Fonction au sein de l'entreprise :

Le rôle majeur de l'éditeur ou de l'éditrice est d'apporter des projets et du chiffre d'affaire à la maison d'édition. Ce métier nécessite à la fois des compétences littéraires, commerciales, et relationnelles.

Tâches précises :

- Coordination du comité de lecture.
- Sélection de manuscrits.
- Contact avec les auteurs (première personne en contact avec l'auteur).
- Négociation commerciale des contrats.
- Coaching éditorial (en relation étroite avec l'auteur).
- Choix des couvertures de livres.
- Rédaction de la quatrième de couverture.
- Déplacements : accompagnement de l'auteur, signatures, évènements...

Qualités et formation nécessaires :

Des études dans le domaine culturel peuvent donner accès à ce métier, même si les Masters professionnels spécialisés dans cette branche sont souvent prioritaires. Une formation complémentaire, multidisciplinaire, en école de commerce ou de communication par exemple,  est à envisager. En effet, afin d'élargir les perspectives de carrière, il est conseillé de disposer de compétences variées. Le métier d'éditeur est pluridisciplinaire.

Afin de débuter dans ce métier, il est préférable d'effectuer des stages à tous types de postes, afin d'envisager l'ensemble de la chaîne éditoriale, que devra prendre en compte l'éditeur. Le poste d'assistant(e) d'édition est le passage obligé avant de parvenir à celui d'éditeur, éditrice. D'autre part, les stages les plus enrichissant se trouvent souvent dans les petites maisons d'édition, ou pendant les grandes vacances d'été : le manque de personnel engendre un accroissement des responsabilités du stagiaire.

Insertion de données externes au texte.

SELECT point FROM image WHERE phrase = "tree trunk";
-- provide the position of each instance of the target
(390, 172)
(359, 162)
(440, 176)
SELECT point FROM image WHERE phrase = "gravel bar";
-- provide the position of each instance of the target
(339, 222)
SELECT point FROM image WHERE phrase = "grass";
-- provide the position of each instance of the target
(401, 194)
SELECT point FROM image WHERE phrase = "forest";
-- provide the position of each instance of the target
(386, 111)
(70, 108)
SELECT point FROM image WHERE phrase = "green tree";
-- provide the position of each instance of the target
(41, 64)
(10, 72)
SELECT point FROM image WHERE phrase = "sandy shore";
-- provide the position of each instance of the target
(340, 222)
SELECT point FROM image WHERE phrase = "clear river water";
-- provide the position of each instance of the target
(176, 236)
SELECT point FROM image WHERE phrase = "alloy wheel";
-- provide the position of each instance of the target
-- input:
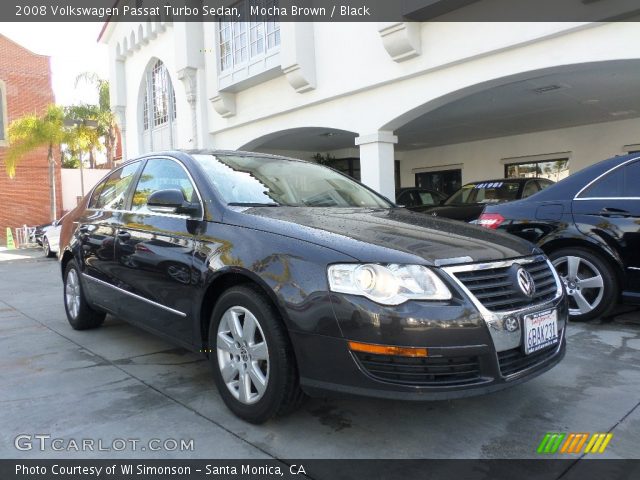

Les qualités de l'éditrice, ou éditeur, sont variées : elles vont du relationnel au commercial, en passant par la rigueur de la critique littéraire. L'éditrice est la première personne à prendre contact avec l'auteur : diplomatie, ouverture d'esprit, et modestie sont de mise. Il faut parfois rappeler à l'auteur les réalités du marché : extrêmement peu de livres sont présentés en librairie (seulement 8% des livres présents sur le marché), et il est très difficile de se faire un nom. La rigueur et la patience sont très importantes dans ce métier où l'on mène plusieurs projets sur tous les fronts à la fois : relation à l'auteur, préparation du livre, gestion du projet, négociation commerciale et juridique (contrats)... Bien que baignant dans le domaine littéraire, l'éditrice ne dois jamais perdre de vue la balance financière.

D'autre part, ce métier demande une grande culture générale et une mobilisation culturelle constante afin d'être à même de traiter de tous les sujets et donc de pouvoir juger n'importe quel livre. L'actualité politique et artistique sont très importantes.

Aspects positifs du métier :

L'aspect culturel, relationnel, et le travail en équipe font partie des avantages de ce travail. La gratification sociale est également à prendre en compte, même si le salaire n'est pas toujours à la hauteur de la réputation du métier (entre 1800 et 2800 euros brut, maximum, sachant qu'il n'y a pas de perspective d'évolution de carrière, à moins d'ouvrir sa propre maison d'édition).

Marché du travail :

Le marché du travail des éditeurs reste relativement précaire : licenciement, fermeture de maisons, enchaînement de CDD, de périodes de chômage... En effet, si les maisons d'éditions fleurissent, elles sont aussi nombreuses à mettre la clé sous la porte au bout de quelques années : il faut environ dix ans pour savoir si une maison d'édition est rentable, deux ans pour connaître la rentabilité d'un livre, et un nouveau roman se vend très rarement au-dessus de 500 exemplaires (ce qui est déjà très bien).
Le marché est dominé par le monopole des grandes maisons d'édition, comme Gallimard, Hachette... Certaines maisons d'édition indépendantes peuvent bénéficier de subventions de la DRAC (Direction Régionale des Affaires Culturelles) ou du CNE (Comité National de l'Éditon) sur certains ouvrages uniquement.
Pour se faire une place dans le métier, il ne faut donc pas hésiter à multiplier les formations afin de disposer de compétences variées, à effectuer plusieurs stages, à démarcher les maisons d'éditions, à aller à la rencontre des personnes. Ce métier est avant tout une passion et un engagement qu'il faut montrer. Il faut surtout savoir s'adapter car le marché du livre est en pleine évolution.